Experimenters were collected from Columbia University General Studies class. It included four groups of four students, 2 female observers and 2 males-1 victim and 1 model. 3 victims were white, 1 was black, all aged 26-35 and dressed alike.
The experiments were conducted between April 15th and June 26th on 4,500 people travelling on the A and D trains of the 8th Avenue New York subway between 59th Street and 125th Street between 11am and 3pm. The journey lasted 7.5 minutes. 6-8 trials were conducted on any given day.

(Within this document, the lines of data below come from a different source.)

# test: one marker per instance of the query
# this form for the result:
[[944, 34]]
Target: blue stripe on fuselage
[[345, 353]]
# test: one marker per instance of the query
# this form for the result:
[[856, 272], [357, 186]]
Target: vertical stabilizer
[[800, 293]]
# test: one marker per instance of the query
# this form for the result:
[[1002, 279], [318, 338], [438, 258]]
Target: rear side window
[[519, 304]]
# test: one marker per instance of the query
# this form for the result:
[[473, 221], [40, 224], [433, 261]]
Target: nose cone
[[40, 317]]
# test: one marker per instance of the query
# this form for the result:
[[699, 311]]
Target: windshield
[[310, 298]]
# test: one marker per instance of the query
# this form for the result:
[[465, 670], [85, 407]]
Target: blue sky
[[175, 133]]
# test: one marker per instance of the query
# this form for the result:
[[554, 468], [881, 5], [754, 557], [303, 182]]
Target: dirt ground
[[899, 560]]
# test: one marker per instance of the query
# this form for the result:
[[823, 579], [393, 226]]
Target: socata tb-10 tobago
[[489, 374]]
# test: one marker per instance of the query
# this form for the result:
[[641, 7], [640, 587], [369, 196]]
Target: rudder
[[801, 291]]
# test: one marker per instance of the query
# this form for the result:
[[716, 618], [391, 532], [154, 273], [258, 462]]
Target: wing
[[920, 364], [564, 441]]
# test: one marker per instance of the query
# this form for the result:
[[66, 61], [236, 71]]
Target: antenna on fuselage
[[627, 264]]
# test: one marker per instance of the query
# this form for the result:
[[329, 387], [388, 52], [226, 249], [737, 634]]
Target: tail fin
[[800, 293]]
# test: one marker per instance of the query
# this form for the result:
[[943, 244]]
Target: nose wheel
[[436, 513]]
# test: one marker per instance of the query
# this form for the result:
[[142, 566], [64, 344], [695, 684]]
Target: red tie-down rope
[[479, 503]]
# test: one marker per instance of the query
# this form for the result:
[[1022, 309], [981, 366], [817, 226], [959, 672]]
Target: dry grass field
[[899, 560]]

The victim either smelled of liquor or appeared sober and carried a cane. Models had 4 conditions-early/late critical area and early/late adjacent area. Two observers recorded DV. One noted race, sex, location of each person in critical area and of each person who helped and total number of people who helped. The other noted the same details but in adjacent area, latency of first sign of help and both noted comments made and tried to elicit comments.
Victim stood by a pole in critical area, after 70s he staggered forward and collapsed. Until someone helped he remained supine on the floor staring at the ceiling. If no help came by the time the train stopped the model helped. After each condition was compleye the team dissembarked seperately waiting for dispersion. They then travelled back the opposite way.
Cane victim received help 95% of the time compared to the drunk victim with 50%. Help was offered quicker to cane victim (median 5s compared to 109s for drunk victim). 60% of trials when help was given it was from 2 or more people, 90% of first helpers were male.
Slight tendency found to help same race especially in drunk condition. Diffusion of responsibility was not found. Individual who appears ill is more likely to get help than one who appears drunk. Men are more likely to help than women. When escape is not possible help is likely to be forthcoming. Bystanders conduct cost-benefit analysis before making a decision to help or not.